Dive Brief:
- Early Saturday morning Senate Republicans narrowly passed their sweeping overhaul of the U.S. tax code, which includes a repeal of the Affordable Care Act’s (ACA) individual mandate and could force future automatic cuts of $25 billion a year to Medicare.
- The Senate bill would continue to allow people to deduct certain healthcare expenses, and for two years lowers the threshold for those expenses from 10% of gross income to 7.5%.
- Lawmakers will now attempt to work out the differences between the Senate bill and a similar tax bill the House passed last month. The House bill preserves the individual mandate and eliminates the individual medical expense deduction. However, the House could simply adopt the Senate bill, potentially muddying the waters for senators who expect further changes to the bill before it is sent to the president.
Dive Insight:
The Senate tax bill would repeal the ACA requirement that individuals carry health insurance or pay a penalty after Dec. 31, 2018. The provision will cause federal deficits to fall by $318 billion between 2018-2027 and lead to an estimated 4 million to go without health insurance in 2019 and 13 million by 2027, according to the Congressional Budget Office.

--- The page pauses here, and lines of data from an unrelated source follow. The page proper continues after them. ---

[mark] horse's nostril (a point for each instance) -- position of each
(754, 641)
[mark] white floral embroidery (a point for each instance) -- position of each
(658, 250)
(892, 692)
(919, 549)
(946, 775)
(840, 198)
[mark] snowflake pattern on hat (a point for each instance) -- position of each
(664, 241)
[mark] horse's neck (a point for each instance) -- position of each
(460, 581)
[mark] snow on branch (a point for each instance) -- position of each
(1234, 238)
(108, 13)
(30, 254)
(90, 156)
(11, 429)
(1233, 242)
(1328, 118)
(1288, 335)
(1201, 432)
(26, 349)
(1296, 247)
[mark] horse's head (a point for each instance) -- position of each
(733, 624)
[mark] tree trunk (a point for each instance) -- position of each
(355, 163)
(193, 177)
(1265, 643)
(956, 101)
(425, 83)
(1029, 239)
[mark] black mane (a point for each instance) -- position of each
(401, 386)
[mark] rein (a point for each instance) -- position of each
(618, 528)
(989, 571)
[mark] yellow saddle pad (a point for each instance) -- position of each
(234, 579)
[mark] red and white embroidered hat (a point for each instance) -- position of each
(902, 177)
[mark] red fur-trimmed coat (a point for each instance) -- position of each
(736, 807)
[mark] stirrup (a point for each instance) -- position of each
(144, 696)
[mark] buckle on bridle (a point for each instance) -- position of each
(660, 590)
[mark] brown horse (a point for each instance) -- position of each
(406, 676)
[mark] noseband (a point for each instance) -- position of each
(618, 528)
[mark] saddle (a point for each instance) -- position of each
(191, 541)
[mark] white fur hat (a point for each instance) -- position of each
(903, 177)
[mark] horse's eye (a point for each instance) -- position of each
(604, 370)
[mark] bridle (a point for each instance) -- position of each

The American Hospital Association (AHA) criticized lawmakers for voting to repeal the mandate, saying the action would cause millions of Americans to lose coverage. “The goal of the ACA was to extend coverage and, as a result, millions have benefited from access to needed care. We must protect that access to care for those who need it and ensure the most vulnerable patients are not left behind,” AHA President Rick Pollack said in a statement.
The decision to strike the mandate could result in healthy individuals leaving the insurance market, boosting premiums and out-of-pocket costs for those who remain. It would also likely lead to more payers pulling out of the ACA exchange market. That, combined with the administration's earlier decision to end cost-sharing reduction payments, could cause severe destabilization of the individual market.
But AHA praised the Senate for maintaining the tax exemption for private-activity bonds for certain non-profit hospitals. The House version of the bill would eliminate tax-exempt interest from such bonds. AHA warned that the bill’s change to repeal the exemption on interest on advance refunding bonds would damage hospitals’ ability to reduce borrowing costs.
The bill would potentially trigger automatic cuts to mandatory spending under pay-go rules, leading to billions in cuts to Medicare. But Sen. Susan Collins (R-Maine), a key swing vote, said she was convinced the cuts would not be triggered because Majority Leader Mitch McConnell (R-Ky.) and House Speaker Paul Ryan (R-Wis.) said they would ensure the pay-go law is waived if cuts are pending.
Collins was a late holdout who voted for the bill after McConnell committed to passing legislation that she says will help mitigate increases to health insurance premiums. One, the so-called Alexander-Murray bill, would provide cost-sharing reduction payments under the ACA to insurers for two years. The second would provide $5 billion annually for two years to states to establish high-risk pools or reinsurance programs.
But one expert says such efforts are inadequate. Aviva Aron-Dine, senior fellow and senior counselor at the Center on Budget and Policy Priorities, warns that temporary underfunded reinsurance programs are not enough to reverse the impact of the individual mandate’s repeal.
“As a result, it will not meaningfully reduce the risk that insurers will leave the market. Even a much larger reinsurance program would leave insurers in doubt about how to price their insurance products for the state of the overall risk pool: what they should assume, for example, about how many people will leave the market, how much healthier this group is than average, and how quickly the full effects of mandate repeal would be felt,” Aron-Dine wrote.
The Senate bill would also implement a 12.5% tax on U.S. companies’ foreign-derived income from intellectual property, potentially aimed at encouraging drug manufacturers to register patents domestically. It would also scale back a tax credit for pharmaceutical companies conducting orphan drug clinical trials by 50%.
The bill sets up a new rate for deemed repatriation, letting companies bring cash stashed abroad back at a 14.5% rate. Under the current system they'd be taxed at the full corporate 35 percent rate. Last minute changes to the bill raised repatriation rates compared to the original version of the Senate bill from 10% to 14.5% for liquid assets and 5% to 7.5% for non-liquid holdings. Still, the action could be a boon for pharmaceutical companies who are thought to have large amounts of money stashed overseas.
The tax bill also puts a research and development tax credit at risk, which is often claimed by drug companies, due to the Senate’s choice to preserve the corporate alternative minimum tax. The decision could drive companies to the AMT, resulting in the loss of the credit.
Sen. Bob Corker (R-Tenn.) was the only Republican to vote against the legislation, citing its contribution to the federal deficit as his largest concern. The Joint Committee on Taxation estimates that the bill would increase the deficit by $1.414 billion between 2018-2027 while increasing revenues by $458 billion.
White House Press Secretary Sarah Sanders said Saturday that the administration hopes to reach a final deal on tax reform by the end of the year. The House and Senate will need to reconcile their competing versions.